Chapter 3 Deepdive
This is where we go deep inside our chosen ones i.e SDG 1 and SDG 8.
3.1 SDG 1 Deep Dive: The Full Picture of Poverty
Extreme poverty is defined by the World Bank’s international poverty line, currently set at $3 per day in 2021 purchasing power parity terms. In 2025, 808 million people, or 1 in every 10 people worldwide, were living in extreme poverty under this updated line (UN 2025a).
When the SDGs were adopted in 2015, approximately 800 million people lived in extreme poverty at 10.8 percent of the global population. Progress was being made. Then COVID-19 arrived. The pandemic reversed three decades of steady progress, with the number of people in extreme poverty increasing for the first time in a generation. By 2022, 712 million people still lived in extreme poverty, 23 million more than in 2019, and recovery in low-income countries has remained painfully slow (World Bank 2024a).
The geography of poverty is not random. By 2025, more than three-quarters of the global extreme poor will live in sub-Saharan Africa or in fragile and conflict-affected countries (UN 2025a). Conflict accelerates poverty with devastating speed. Sudan’s extreme poverty rate more than doubled during its civil war, rising from 23 percent in 2022 to 59 percent in 2024 (World Bank 2024a).
Working poverty is the invisible layer underneath these numbers. In 2024, 244 million workers globally still lived below the poverty line despite being employed (ILO 2025). Youth are twice as likely as adults to fall into this category. Being employed is not the same as escaping poverty when wages are too low, jobs are informal, and workers have no legal protection.
Social protection tells a similar story of progress that stops short. For the first time, more than half of the world’s population holds at least one social protection benefit. But 3.8 billion people remain completely uncovered, and in low-income countries, coverage sits at just 9.7 percent, barely changed since 2015 (UN 2025a).

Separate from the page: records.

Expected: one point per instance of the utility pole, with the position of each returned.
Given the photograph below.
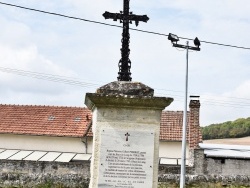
(174, 39)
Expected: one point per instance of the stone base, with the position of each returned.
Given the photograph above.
(126, 127)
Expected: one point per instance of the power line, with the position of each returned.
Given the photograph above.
(74, 82)
(112, 25)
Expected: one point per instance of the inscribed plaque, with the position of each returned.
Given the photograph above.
(126, 159)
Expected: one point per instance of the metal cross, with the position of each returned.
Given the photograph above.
(126, 18)
(127, 135)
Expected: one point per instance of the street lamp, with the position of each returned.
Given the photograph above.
(174, 39)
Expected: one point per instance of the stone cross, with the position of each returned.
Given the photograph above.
(126, 18)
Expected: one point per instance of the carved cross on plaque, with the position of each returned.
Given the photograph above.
(127, 135)
(126, 18)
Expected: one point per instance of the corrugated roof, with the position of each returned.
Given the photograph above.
(226, 151)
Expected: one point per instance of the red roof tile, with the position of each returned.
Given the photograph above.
(71, 121)
(171, 125)
(44, 120)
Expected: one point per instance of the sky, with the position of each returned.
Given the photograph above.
(51, 60)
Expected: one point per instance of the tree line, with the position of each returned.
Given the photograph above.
(230, 129)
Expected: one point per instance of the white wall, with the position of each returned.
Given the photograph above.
(171, 149)
(44, 143)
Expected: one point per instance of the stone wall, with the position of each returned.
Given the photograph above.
(44, 174)
(206, 172)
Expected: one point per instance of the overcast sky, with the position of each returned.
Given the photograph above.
(85, 56)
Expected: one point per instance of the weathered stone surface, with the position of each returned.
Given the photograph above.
(122, 88)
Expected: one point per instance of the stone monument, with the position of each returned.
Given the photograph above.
(126, 127)
(125, 124)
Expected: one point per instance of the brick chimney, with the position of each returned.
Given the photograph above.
(194, 136)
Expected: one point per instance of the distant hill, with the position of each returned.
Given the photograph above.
(230, 129)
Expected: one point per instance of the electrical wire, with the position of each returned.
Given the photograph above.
(74, 82)
(112, 25)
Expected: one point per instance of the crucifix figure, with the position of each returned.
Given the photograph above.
(126, 18)
(127, 135)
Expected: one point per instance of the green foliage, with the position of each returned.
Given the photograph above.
(230, 129)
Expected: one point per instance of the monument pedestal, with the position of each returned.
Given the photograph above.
(126, 127)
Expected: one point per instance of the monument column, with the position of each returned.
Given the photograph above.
(126, 127)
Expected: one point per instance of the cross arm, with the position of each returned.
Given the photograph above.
(138, 18)
(114, 16)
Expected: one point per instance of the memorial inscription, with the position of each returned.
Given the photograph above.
(126, 162)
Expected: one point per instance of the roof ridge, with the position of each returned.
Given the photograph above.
(30, 105)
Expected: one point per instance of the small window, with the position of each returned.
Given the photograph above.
(51, 118)
(77, 119)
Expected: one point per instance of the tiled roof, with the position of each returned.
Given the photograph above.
(171, 125)
(70, 121)
(44, 120)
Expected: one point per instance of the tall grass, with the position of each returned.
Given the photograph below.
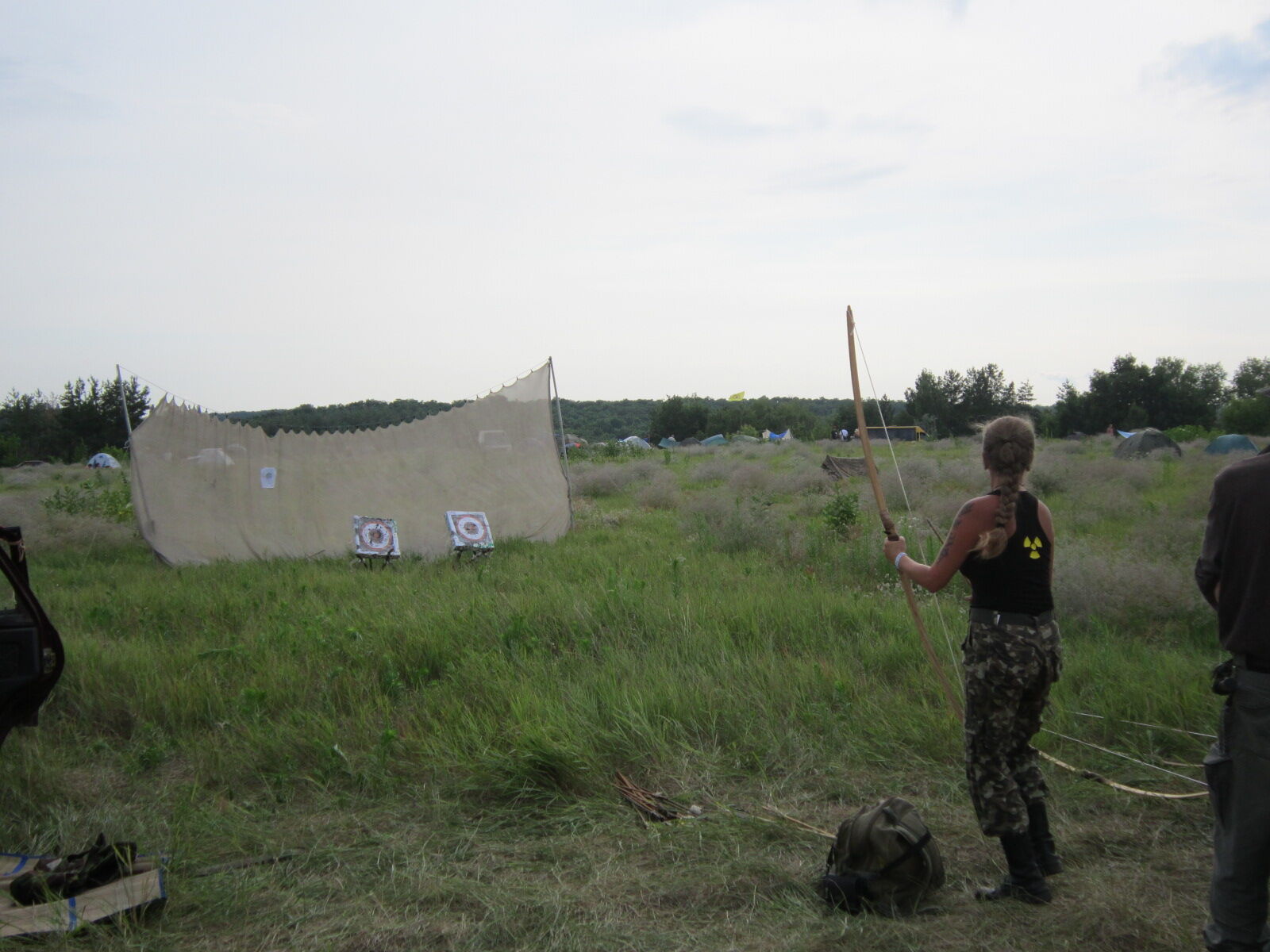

None of the SDG 1 targets are on track. If current trends persist, 8.9 percent of the world’s population will still live in extreme poverty by 2030 (UN DESA 2025).
3.2 SDG 8 Deep Dive: The full picture of Economic Growth
Global real GDP per capita rebounded after a 3.8 percent drop in 2020 caused by COVID-19, peaking at 5.5 percent growth in 2021. But it has slowed steadily since, settling at 1.9 percent in 2023 and projected at just 1.5 percent for 2025 (UN 2025b). The 7 percent annual GDP growth target for Least Developed Countries, one of SDG 8’s central benchmarks, remains badly off track. LDCs managed only 3.1 percent in 2024. Less than half the target.
The headline unemployment figure is misleading. The global unemployment rate fell to a record low of 5.0 percent in 2024, which sounds like good news. But nearly 58 percent of workers remained informally employed (UN 2025b). Informal workers lack contracts, benefits, and social insurance. They are statistically employed but substantively unprotected. Reducing unemployment without reducing informality does not move the needle on decent work.
Labor rights are quietly eroding. From 2015 to 2023, the global average level of national compliance with labor rights declined by 7 percent (UN 2025b). This is not a passive trend. It reflects deliberate policy choices, weakened unions, suppressed collective bargaining, and underfunded enforcement. Growth without labor rights is not decent work.

Women’s participation in the labor force has improved, edging up from 62.8 percent to 64.5 percent among prime-aged women since 2015. But 379 million prime-aged women outside the workforce cited caregiving as their primary barrier in 2023 (UN Women 2025). And generative AI is adding new pressure, with 27.6 percent of women’s jobs exposed to automation compared to 21.1 percent of men’s.
Behind all of this is a financing crisis. In 2024, developing countries paid over $400 billion in debt servicing, contributing to an estimated $982 billion fiscal gap for labor market recovery (IISD 2025). Governments cannot build decent work systems while sending that much money out the door.